By Barney Blakeney
North Charleston community activist Jesse Williams has earned a reputation among the area’s most proactive proponents for safe progressive neighborhoods. And despite two unsuccessful bids to get elected to North Charleston City Council, Williams vows to continue his activism.
For Williams, community activism isn’t about media attention, hidden agendas or soft money. The transplanted North Charleston native who grew up in the Glen Terrace community has a genuine desire to fight for the underdog. Born in Maui, Hawaii to Polynesian and white parents, he knows what it is to be different, in the minority.
Williams’ family moved to North Charleston when he was nine – his mother is a North Charleston native. He attended neighborhood schools at Goodwin Elementary, Brentwood Middle and Garrett High schools. His dark skin and straight black hair made him an ethnic target. He remembers with a smile the fights that marked his years at neighborhood schools. More maturity marked his later years at the College of Charleston and Charleston Southern University as a Business Administration major.
But his years as an underdog who had to fight for his rights and recognition also marked him. His spiritual growth as a member of Seacoast Church led him to join with other young people in their 20s to make changes in their communities. “I wanted to be a part of the solution,” Williams says.

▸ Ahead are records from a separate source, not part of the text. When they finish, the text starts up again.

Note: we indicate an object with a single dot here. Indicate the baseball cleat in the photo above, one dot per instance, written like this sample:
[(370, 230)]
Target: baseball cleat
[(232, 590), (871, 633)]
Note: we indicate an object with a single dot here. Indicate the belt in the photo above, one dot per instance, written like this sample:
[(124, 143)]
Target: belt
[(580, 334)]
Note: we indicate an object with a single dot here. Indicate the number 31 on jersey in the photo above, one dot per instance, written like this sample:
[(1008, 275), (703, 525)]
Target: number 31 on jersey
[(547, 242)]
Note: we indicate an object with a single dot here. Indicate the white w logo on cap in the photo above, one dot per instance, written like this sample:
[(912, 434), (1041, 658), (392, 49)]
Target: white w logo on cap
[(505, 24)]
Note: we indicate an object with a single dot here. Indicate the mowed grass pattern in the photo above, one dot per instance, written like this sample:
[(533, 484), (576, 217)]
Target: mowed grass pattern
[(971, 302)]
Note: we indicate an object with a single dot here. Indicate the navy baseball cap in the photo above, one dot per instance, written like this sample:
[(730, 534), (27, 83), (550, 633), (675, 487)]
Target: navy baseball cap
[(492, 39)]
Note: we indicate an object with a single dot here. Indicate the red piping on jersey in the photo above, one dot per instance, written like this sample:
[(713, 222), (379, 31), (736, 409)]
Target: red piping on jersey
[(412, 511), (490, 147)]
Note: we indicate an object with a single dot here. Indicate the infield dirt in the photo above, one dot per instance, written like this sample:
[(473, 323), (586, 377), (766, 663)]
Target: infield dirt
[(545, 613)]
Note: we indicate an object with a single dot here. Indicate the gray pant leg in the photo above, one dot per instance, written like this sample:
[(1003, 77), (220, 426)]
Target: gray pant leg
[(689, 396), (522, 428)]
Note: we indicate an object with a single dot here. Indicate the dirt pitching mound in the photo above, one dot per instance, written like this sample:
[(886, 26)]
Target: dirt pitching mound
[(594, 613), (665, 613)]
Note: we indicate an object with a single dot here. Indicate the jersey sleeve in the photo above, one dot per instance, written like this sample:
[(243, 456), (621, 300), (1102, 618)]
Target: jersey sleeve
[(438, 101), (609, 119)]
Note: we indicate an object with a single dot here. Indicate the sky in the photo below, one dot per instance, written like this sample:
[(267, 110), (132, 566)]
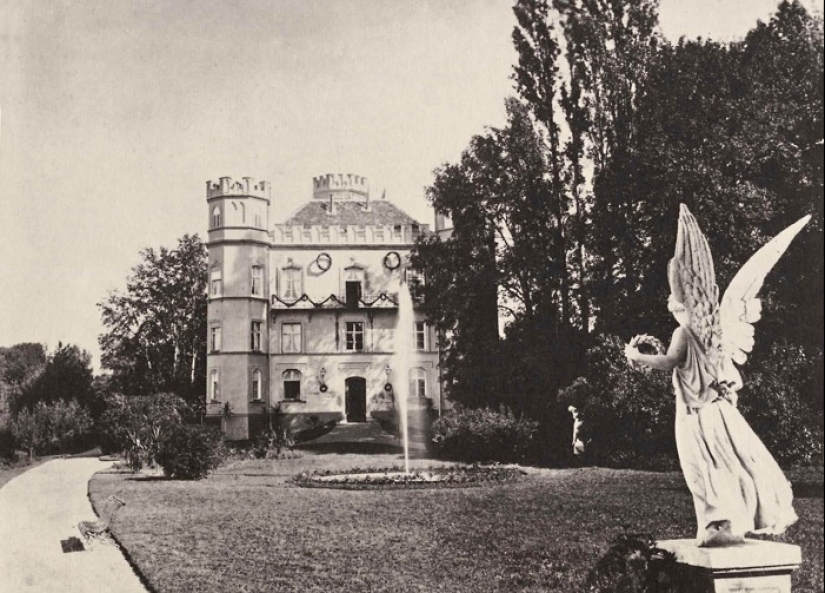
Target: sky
[(114, 114)]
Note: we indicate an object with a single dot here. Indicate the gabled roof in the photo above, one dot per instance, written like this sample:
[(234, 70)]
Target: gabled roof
[(351, 213)]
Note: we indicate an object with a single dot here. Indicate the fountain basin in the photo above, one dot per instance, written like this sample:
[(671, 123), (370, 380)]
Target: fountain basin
[(398, 479)]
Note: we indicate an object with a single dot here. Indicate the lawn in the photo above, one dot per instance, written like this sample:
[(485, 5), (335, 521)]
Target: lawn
[(247, 528)]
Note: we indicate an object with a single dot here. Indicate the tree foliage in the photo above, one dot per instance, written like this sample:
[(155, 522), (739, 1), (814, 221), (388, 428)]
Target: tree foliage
[(156, 338), (567, 215)]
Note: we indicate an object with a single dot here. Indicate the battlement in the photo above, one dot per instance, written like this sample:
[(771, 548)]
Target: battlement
[(340, 186), (247, 186)]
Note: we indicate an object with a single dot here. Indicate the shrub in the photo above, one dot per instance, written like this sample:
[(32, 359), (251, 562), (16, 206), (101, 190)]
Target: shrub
[(483, 435), (772, 401), (633, 564), (627, 413), (135, 425), (8, 444), (50, 428), (190, 452)]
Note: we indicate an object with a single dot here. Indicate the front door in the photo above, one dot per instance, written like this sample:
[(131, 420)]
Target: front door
[(356, 396)]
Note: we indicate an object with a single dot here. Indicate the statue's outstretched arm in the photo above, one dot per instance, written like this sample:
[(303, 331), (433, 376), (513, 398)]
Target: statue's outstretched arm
[(675, 355)]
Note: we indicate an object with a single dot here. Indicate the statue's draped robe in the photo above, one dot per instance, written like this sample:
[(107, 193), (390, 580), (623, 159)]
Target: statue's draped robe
[(730, 473)]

But he realized he couldn’t save the world so he focused on saving his neighborhood. In 2007, he and his friends started the Take It to The Street non-profit organization in the Dorchester Waylyn community. Although the community suffered many disparities in areas such as education, high unemployment and high crime the group focused their efforts on nutrition. Take It To The Street initially was a food distribution program, he said.
Williams said it soon became apparent he could magnify his voice and that of the community through the neighborhood association. In 2014, he succeeded neighborhood icon Joe B. Thompson as the Dorchester Waylyn Neighborhood Association president. The next year, he sought election as North Charleston District 6 representative. The incumbent, Dorothy Williams had held the seat nearly a quarter century. The entrenched incumbent was re-elected. He said it was apparent that it was by design that community neighborhoods had no voice in the decisions that affected them.
Representatives at various levels of government were put in place to stifle progressive initiatives. Education and economic instability were their tools, he said. So Williams began to focus on neighborhood schools advocating for more community influence and neighborhood recreational resources. And this year he again sought election to city council from District 6.
Although he met the same brick wall that stopped him in 2015, Williams says his ongoing activism will continue. He’s currently working with neighborhoods in Highland Terrace, Liberty Park, Ferndale and Russledale to impact encroachment from the planned I-526 construction. Williams said the threats that destabilize communities and facilitate gentrification don’t stop after municipal elections. Neither will he.